When done with step one, go one step further: What do you actually need? Do you really care about monitors? About that keyboard your coworker is using? Do you really need warranty data or does the external partner store that information? Do you really need to know all of your load balanced Unix VMs or is it fine knowing that there is a service which provides some load balancing? Do you really need to know all software that is installed or do you just care about some office installation you are paying for? What do you really need? And with you: Remember "you" isn't you. It's the people that are supposed to work with the CMDB. And: Smalltalk is king.

 

3) Spice Girls - Wannabe

 

If you wanna be my lover, you gotta get with my friends.

A CMDB is only worth anything, if it is getting used. Problems, Incidents and Changes? Reference them to the CI and/or to a service.

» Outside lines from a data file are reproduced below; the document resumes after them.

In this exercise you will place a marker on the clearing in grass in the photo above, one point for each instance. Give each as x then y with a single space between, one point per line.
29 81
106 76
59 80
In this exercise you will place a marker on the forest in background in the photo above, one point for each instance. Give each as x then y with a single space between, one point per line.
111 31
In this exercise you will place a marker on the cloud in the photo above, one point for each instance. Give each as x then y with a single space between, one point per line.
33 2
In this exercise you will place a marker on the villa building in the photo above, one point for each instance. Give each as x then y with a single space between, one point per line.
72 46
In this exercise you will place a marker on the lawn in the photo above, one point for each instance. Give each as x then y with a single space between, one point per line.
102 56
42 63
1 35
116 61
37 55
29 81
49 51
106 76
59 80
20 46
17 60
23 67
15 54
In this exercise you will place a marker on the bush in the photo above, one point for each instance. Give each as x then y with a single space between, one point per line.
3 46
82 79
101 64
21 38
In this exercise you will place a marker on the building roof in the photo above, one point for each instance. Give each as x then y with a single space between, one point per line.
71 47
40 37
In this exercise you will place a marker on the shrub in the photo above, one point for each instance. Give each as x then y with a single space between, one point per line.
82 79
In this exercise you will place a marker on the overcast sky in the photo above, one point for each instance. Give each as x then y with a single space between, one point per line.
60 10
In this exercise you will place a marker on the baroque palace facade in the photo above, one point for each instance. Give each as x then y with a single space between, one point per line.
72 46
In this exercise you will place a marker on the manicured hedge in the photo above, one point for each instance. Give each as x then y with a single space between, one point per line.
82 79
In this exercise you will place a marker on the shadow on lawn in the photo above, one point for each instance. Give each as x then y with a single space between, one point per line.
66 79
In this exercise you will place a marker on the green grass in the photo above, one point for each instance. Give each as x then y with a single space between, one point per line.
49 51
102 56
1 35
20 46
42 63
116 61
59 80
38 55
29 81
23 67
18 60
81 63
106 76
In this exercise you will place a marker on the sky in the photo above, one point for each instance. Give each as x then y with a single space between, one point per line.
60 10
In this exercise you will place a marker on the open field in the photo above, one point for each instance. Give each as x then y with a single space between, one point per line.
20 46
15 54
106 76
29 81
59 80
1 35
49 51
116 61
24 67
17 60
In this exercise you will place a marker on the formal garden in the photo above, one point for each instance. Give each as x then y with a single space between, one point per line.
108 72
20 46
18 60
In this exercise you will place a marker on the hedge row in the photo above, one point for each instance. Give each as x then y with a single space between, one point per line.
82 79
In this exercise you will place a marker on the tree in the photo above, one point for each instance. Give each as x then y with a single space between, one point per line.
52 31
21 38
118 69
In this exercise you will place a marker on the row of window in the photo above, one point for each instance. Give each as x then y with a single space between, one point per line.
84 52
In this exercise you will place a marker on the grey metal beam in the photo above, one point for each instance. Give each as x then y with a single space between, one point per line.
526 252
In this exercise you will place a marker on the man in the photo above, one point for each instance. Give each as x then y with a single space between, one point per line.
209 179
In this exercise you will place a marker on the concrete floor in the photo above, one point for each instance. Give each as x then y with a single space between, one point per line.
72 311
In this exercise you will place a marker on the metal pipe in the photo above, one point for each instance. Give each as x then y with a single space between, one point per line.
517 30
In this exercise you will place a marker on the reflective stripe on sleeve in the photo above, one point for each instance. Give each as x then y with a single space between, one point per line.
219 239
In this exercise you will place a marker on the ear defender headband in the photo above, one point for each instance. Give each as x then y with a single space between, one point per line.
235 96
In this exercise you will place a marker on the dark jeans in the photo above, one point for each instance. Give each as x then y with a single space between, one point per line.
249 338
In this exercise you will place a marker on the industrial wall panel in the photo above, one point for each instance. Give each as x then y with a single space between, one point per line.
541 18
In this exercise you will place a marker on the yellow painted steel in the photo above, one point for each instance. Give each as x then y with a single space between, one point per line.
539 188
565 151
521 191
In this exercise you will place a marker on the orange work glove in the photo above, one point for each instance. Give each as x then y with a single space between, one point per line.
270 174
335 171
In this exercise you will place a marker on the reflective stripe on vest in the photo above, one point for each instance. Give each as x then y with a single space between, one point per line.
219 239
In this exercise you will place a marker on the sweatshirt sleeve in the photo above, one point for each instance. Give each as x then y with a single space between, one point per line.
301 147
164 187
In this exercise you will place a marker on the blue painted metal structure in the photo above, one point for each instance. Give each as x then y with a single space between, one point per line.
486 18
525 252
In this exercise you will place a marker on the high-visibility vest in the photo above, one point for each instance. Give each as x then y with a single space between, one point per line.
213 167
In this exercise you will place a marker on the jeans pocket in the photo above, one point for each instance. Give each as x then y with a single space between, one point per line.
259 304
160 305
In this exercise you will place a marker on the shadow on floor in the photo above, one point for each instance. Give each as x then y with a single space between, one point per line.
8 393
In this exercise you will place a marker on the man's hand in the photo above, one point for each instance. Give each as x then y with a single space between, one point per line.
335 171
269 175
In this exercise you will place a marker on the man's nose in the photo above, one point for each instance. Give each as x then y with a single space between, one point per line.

No service/CI present? No problem, create it, use it (boop it, twist it). Examples? I lost count of the provisioning request fulfillment workflows that create a CI and don't add the reference to the request item. That small extra step allows you to immediately know why some weird device popped into your network and where it came from. Use the CMDB - or every investment into the CMDB is a waste of time and money.

 

4) Plain White T's - 1,2,3,4

 

There's only one thing, to say, three word, for youhuuuuuuu...

Identification, Reconciliation and Remediation.

ServiceNow has provided us with an amazing tool to keep data within the CMDB clean, organized an managed. Imports should not be done with mappings (if they are related to the CMDB). Use the goddamn IRE from ServiceNow. It takes some getting used to, but if you want to maintain Identifiers and multiple other forms of assisted data maintenance - use it; use it everywhere. No matter if it is a provisioning request, an asset import, the SCCM interface (which already uses this btw) - just use it. It takes some effort, but it is more than just worth it. Now all the time and work spend within the CMDB Health module finally is put to some use.

 

And that's it (for now). These 4 melodies of a CMDB help me to see what is going "wrong" and how to improve on the current state. Feel free to add and share melodies of your own, who knows, this could be a great playlist for all those CMDB workshop-preparation-sessions.